Java I/O vs. Java new I/O (NIO) with Linux NPTL

My webservers use the usual Java I/O with thread per connection mechanism. Nowadays, they are getting on their knees with increased user (long polling connection). However, the connections are mostly idle. While this can be solved by adding more webservers, I have been trying to do some research on the NIO implementation.

I got a mixed impression about it. I have read about benchmarks where regular I/O with the new NPTL library in Linux outperforms NIO.

What is the real life experience of configuring and using the latest NPTL for Linux with Java I/O? Is there any increased performance?
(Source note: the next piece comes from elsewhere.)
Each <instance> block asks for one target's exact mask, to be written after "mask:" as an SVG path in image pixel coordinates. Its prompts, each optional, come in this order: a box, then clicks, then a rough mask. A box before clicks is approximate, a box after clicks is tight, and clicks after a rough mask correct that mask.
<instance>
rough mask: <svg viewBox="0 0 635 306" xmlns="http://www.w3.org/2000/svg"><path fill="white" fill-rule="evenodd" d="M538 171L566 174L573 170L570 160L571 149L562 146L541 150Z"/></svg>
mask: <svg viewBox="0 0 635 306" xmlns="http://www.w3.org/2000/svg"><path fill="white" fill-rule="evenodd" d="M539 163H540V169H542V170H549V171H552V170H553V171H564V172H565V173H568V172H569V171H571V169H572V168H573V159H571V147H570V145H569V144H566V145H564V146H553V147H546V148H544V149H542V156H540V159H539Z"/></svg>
And on a larger scope question:

What is the maximum number of I/O and blocking threads (that we configure in the Tomcat thread pool) in a standard server class machine (Dell with a quad-core processor) we expect to perform normally (with Linux NPTL library?). What's the impact if the threadpool gets really big, say more than 1000 threads?

Any references and pointers will be very much appreciated.

Solution

Provocative blog posting, "Avoid NIO, get better throughput." Paul Tyma's(2008) blog claims ~5000 threads without any trouble; I've heard folks claim more:

With NPTL on, Sun and Blackwidow JVM 1.4.2 scaled easily to 5000+ threads. Blocking model was consistently 25-35% faster than using NIO selectors. Lot of techniques suggested by EmberIO folks were employed - using multiple selectors, doing multiple (2) reads if the first read returned EAGAIN equivalent in Java. Yet we couldn't beat the plain thread per connection model with Linux NPTL.

I think the key here is to measure the overhead and performance, and make the move to non-blocking I/O only when you know you need to and can demonstrate an improvement. The additional effort to write and maintain non-blocking code should be factored in to your decision. My take is, if your application can be cleanly expressed using synchronous/blocking I/O, DO THAT. If your application is amenable to non-blocking I/O and you won't just be re-inventing blocking I/O badly in application-space, CONSIDER moving to nio based on measured performance needs. I'm amazed when I poke around the google results for this how few of the resources actually cite any (recent) numbers!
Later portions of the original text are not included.